Amateur Radio News / HAM Radio 101

Hams Who Made History: Saving Lives at Gilnahirk Y Station

Mystery and intrigue surround local stories of the WWII code-breaking activities of the Gilnahirk Y radio station in Northern Ireland.

Originally established by the Royal Corps of Signals and the General Post Office’s (GPO) radio department, Gilnahirk Y served as one of three radio stations located around the United Kingdom that worked to intercept enemy wireless communications during the war. The station was set up in the unassuming farmland of Castlereagh Hills in Northern Ireland, directly overlooking Belfast. During WWII, the station operated 24 hours a day, seven days a week, every day of the year.

With the same level of importance as today’s internet, radio signals during WWII served as a primary method for military units and government officials to communicate. The GPO worked as the gatekeeper for this technology and was responsible for policing the airwaves under an act from Parliament. When active, Gilnahirk had the capability not only to listen in on all radio transmissions, but also the ability to triangulate with other stations to pinpoint the exact location of those transmissions.

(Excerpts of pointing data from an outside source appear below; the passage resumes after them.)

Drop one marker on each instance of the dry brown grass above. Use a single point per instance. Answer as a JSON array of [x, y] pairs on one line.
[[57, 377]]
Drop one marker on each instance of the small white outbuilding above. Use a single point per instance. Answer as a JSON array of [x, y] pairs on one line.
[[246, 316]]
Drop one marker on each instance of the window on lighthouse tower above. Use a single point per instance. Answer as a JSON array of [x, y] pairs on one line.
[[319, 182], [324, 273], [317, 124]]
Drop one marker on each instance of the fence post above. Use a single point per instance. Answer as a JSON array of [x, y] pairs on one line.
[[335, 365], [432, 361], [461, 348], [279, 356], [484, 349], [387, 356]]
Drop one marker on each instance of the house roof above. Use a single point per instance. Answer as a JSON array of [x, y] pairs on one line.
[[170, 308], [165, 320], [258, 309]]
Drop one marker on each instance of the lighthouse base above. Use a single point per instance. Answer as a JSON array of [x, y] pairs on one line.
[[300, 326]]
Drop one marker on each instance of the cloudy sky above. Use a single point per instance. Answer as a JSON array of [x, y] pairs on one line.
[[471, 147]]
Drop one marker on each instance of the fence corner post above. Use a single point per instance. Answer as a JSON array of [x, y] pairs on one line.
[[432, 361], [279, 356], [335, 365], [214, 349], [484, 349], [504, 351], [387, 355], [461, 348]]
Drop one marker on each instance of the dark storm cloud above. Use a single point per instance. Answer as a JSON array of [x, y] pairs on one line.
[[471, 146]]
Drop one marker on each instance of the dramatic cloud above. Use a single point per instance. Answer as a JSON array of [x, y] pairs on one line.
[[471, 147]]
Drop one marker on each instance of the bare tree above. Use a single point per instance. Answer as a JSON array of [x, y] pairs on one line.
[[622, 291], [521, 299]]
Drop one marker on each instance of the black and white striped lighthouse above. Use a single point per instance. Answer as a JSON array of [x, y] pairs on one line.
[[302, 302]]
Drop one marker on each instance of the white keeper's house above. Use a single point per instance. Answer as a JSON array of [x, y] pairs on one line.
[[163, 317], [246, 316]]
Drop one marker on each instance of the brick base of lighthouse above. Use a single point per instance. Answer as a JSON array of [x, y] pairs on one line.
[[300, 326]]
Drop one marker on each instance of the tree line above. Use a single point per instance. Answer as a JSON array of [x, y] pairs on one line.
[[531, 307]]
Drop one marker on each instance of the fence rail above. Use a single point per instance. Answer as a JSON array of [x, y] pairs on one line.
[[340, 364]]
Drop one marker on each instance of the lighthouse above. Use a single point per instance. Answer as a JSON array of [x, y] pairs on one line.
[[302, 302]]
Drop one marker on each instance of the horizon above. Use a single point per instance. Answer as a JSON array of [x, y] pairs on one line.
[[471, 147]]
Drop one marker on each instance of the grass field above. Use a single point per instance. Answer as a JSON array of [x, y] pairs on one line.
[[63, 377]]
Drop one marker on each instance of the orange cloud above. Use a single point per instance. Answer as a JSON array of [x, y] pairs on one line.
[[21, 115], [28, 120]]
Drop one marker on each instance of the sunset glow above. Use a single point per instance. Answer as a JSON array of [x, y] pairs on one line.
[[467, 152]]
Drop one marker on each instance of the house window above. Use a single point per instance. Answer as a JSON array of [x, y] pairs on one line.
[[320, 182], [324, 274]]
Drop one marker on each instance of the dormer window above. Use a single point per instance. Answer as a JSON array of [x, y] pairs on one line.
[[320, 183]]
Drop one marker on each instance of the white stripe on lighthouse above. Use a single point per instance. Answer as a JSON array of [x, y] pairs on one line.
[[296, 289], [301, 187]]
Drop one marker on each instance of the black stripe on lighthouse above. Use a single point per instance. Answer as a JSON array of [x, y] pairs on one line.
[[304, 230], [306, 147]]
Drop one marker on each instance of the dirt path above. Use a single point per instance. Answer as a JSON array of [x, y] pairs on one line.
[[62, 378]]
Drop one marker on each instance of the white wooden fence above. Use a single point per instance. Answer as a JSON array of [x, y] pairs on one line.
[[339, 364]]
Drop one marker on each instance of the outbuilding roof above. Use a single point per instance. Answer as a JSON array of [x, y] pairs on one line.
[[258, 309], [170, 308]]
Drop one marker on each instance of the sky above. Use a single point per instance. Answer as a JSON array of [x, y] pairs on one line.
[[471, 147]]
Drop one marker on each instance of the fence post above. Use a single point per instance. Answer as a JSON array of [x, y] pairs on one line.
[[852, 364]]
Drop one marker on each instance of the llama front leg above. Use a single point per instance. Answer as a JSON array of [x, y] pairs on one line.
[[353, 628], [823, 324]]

At the time, the government believed Germany and its allies were sending secret agents to the UK to glean information on wartime planning. Gilnahirk Y and similar stations were a first line of defense against this threat. Due to a military shortage of trained radio operators, the government secretly recruited the aid of civilian Hams to listen in on enemy frequencies and report on the top secret information obtained.

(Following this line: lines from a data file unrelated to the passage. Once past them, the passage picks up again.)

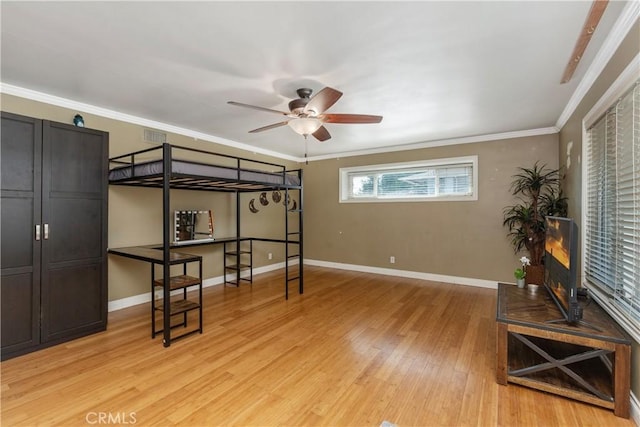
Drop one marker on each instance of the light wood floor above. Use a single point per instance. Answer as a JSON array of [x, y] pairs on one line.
[[355, 350]]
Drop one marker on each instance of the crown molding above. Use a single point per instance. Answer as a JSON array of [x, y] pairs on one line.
[[128, 118], [442, 143], [620, 29]]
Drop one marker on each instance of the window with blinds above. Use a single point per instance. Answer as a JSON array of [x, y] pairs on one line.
[[612, 212], [442, 179]]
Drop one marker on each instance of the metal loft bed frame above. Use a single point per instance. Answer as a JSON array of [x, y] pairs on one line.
[[171, 167]]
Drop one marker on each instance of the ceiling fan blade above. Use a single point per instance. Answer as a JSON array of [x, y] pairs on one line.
[[350, 118], [255, 107], [322, 134], [322, 100], [273, 126]]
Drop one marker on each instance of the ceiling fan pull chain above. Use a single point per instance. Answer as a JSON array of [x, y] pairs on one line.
[[306, 148]]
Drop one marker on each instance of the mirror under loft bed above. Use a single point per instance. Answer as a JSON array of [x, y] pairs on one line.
[[192, 226]]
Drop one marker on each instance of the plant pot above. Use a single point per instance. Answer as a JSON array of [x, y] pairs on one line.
[[535, 274]]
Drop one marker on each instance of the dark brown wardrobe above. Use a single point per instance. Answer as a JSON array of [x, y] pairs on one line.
[[53, 231]]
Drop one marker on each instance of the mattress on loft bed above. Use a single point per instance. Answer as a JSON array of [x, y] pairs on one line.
[[154, 168]]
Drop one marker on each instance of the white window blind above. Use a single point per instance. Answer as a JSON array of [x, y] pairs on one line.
[[450, 179], [612, 226]]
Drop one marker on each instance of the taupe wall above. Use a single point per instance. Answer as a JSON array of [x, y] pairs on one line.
[[462, 239], [135, 214], [571, 136]]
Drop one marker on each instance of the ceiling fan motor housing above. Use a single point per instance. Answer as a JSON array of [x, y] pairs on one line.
[[297, 105]]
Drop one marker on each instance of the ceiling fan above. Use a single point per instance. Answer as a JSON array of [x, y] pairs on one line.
[[307, 114]]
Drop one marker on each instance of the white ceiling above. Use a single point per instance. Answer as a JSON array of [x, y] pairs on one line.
[[435, 70]]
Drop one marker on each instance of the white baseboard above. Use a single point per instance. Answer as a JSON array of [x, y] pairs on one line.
[[467, 281], [119, 304]]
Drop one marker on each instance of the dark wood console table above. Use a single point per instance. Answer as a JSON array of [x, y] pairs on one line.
[[577, 362]]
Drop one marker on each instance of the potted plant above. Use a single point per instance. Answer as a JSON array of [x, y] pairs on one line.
[[538, 194]]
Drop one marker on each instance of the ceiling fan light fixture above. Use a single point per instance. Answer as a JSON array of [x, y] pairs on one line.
[[305, 125]]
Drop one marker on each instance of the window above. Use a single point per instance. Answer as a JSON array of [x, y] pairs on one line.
[[612, 212], [442, 179]]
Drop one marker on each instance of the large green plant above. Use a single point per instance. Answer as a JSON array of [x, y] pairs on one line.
[[537, 190]]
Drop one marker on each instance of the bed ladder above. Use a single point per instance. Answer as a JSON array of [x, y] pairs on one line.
[[294, 240]]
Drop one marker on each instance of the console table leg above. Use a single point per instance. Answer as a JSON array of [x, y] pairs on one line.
[[501, 353], [622, 380]]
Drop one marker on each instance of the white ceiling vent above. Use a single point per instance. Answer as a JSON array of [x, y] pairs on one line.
[[154, 136]]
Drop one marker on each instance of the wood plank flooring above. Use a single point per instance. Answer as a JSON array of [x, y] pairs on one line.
[[355, 350]]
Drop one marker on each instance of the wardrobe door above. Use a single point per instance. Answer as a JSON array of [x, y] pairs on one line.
[[20, 151], [74, 249]]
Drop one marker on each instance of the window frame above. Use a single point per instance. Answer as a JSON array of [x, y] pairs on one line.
[[623, 84], [344, 194]]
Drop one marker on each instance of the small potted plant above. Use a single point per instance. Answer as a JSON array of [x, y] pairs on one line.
[[521, 272]]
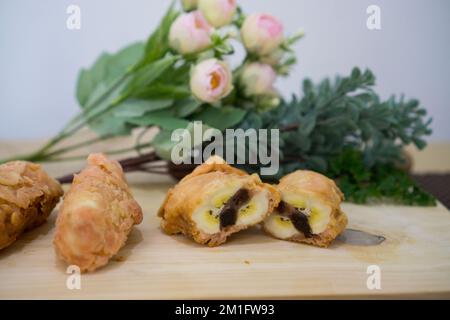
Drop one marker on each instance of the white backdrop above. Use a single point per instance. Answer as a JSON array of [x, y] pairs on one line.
[[40, 57]]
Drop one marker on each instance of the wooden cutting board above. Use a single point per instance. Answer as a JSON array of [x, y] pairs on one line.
[[414, 261]]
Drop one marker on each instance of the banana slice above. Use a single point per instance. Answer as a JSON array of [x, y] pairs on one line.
[[309, 211], [254, 211], [319, 216], [207, 219], [280, 227], [317, 212]]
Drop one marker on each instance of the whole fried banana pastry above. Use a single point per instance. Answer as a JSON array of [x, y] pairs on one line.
[[215, 201], [96, 216], [27, 197], [309, 211]]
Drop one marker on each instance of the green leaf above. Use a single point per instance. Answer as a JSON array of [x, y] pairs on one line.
[[136, 108], [163, 119], [111, 126], [149, 73], [220, 118], [184, 108], [163, 144], [107, 70]]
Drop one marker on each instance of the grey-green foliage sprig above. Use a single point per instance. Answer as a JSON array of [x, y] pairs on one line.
[[345, 113]]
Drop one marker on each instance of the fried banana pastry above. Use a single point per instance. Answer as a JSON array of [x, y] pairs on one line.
[[97, 214], [215, 201], [27, 197], [309, 211]]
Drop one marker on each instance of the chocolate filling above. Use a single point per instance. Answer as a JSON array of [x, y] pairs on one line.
[[298, 218], [228, 214]]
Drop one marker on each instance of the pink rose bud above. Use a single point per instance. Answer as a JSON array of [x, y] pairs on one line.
[[258, 79], [219, 13], [262, 33], [190, 33], [189, 5], [211, 80]]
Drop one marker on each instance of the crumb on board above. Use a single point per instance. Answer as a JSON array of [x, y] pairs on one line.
[[119, 258]]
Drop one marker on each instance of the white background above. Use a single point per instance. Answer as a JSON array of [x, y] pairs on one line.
[[40, 57]]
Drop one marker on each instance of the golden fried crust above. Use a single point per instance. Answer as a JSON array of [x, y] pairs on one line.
[[193, 190], [323, 189], [27, 197], [314, 184], [96, 216]]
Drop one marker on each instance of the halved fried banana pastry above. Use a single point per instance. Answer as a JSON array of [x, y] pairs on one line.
[[96, 216], [215, 201], [309, 211], [27, 197]]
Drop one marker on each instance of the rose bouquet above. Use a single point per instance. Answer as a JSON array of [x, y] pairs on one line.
[[182, 74]]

These civilian responders were known as the Radio Security Service, or RSS. Under patriotic duty and terms of strict secrecy, RSS members recorded the date, time, frequency, and message of every radio transmission using high-tech radio equipment—much of which was buried underground.

The Belfast Electric Company supplied Gilnahirk Y’s onsite transformer, burying the main cable underground to avoid interference to the radio signal along with a high-grade telephone cable that enabled a broader communication network. In an article written by the BBC, former RSS member Bob King recounts the site’s setup.

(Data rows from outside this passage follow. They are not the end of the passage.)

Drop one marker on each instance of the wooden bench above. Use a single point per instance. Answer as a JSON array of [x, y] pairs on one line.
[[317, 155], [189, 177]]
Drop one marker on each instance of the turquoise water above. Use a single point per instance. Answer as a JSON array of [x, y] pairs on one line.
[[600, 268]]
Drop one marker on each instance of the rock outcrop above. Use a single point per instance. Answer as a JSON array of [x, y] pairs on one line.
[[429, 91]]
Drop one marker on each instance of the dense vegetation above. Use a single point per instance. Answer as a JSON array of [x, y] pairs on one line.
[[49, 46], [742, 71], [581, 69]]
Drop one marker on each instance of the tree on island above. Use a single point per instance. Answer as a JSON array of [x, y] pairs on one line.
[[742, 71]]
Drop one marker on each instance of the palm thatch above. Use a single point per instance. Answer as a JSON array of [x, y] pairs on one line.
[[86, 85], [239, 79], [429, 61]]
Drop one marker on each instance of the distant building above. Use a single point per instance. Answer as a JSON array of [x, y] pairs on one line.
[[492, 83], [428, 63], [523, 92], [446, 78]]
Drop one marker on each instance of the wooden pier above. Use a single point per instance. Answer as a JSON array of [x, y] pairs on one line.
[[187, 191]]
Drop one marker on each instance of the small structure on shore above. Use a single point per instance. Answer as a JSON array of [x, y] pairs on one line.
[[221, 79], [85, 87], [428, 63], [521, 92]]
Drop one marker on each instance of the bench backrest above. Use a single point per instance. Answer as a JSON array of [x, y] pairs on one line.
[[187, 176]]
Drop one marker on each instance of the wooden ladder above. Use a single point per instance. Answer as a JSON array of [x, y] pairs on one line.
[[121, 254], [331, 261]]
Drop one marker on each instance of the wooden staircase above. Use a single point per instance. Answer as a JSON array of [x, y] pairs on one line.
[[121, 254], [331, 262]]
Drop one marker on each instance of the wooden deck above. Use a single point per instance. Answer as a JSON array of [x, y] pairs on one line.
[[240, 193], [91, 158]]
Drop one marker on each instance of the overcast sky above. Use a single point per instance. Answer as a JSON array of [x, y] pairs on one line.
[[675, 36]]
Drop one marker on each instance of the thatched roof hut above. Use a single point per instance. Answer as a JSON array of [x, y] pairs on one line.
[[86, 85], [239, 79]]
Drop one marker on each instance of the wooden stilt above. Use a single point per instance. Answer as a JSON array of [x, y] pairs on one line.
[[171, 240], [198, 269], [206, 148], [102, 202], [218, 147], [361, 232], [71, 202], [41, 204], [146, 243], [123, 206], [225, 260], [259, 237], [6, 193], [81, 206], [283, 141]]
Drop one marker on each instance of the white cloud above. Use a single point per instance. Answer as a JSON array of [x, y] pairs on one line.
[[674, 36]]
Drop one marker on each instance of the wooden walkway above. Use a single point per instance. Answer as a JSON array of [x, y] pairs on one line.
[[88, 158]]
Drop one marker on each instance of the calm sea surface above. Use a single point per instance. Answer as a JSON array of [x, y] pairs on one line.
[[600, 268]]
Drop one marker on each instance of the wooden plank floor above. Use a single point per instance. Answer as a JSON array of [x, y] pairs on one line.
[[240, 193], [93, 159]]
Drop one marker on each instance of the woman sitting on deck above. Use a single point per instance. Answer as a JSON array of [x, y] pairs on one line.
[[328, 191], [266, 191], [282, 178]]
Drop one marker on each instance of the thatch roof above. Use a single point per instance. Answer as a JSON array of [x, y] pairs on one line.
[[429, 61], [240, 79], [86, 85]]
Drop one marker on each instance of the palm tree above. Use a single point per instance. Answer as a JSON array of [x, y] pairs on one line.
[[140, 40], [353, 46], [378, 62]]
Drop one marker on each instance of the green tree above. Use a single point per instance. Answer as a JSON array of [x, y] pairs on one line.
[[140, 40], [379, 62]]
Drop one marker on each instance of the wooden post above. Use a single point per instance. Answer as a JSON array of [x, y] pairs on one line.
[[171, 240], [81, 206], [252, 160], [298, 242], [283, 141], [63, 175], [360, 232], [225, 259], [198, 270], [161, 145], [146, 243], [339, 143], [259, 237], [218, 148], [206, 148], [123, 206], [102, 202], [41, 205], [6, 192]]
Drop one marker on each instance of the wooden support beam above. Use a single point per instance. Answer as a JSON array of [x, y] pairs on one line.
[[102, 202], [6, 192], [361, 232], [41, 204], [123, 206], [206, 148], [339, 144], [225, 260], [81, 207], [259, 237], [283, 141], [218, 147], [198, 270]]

The site consisted of a few wooden and nissan huts which were surrounded by a considerable number of very tall telegraph poles dotted about the adjoining fields. These poles were linked together with overhead wire and formed the aerial network which was used to intercept the radio traffic of the time. The wooden huts served a number of roles, but one hut would have contained the main radio room. This consisted of eighteen banks of American HRO radio receivers. These receivers were the Rolls Royce of their day and no signal escaped the fine tuning of an HRO receiver. During the establishment of this station, a Top Secret Marconi-Adcock Direction finding facility was placed into an all metal tank and then the whole thing was buried just below the ground some distance from the main collection of wooden huts. Four thirty foot high telegraph poles were placed, one at each corner of this underground structure.

As the most unusual structure of the setup, the Adcock Direction Finding Equipment consisted of a metal tank buried just below ground level with multiple large directional radio antennas securely attached. The facility was manned by a solitary Ham, and was capable of pinpointing the direction of any wireless broadcast within minutes of accessing the frequency. With the assistance of other UK radio stations, the exact location of the message’s origin could be determined for military benefit. This proved helpful in preventing run-ins with enemy ships, understanding enemy strategies, and protecting civilian lives.

While Gilnahirk Y survived WWII unscathed, the secret location of the Adcock Direction Finding Equipment is still a mystery, with those sworn to protect the site and its equipment committed to secrecy. Attempts to find it have proved hapless. However, you can still see photos of the Gilnahirk Y radio station, years after the war, on Frontline Ulster, a website dedicated to preserving military history.

Or contact GB0GLS on Saturday, May 2, when the special event station commemorates the work of the RSS for its fourth year running. The station will operate on 80/40/20 and possibly 17 meters, depending on conditions, and use SSB and CW modes. GB0GLS will operate between 10:00 and 18:00 hours. QSL cards will be available.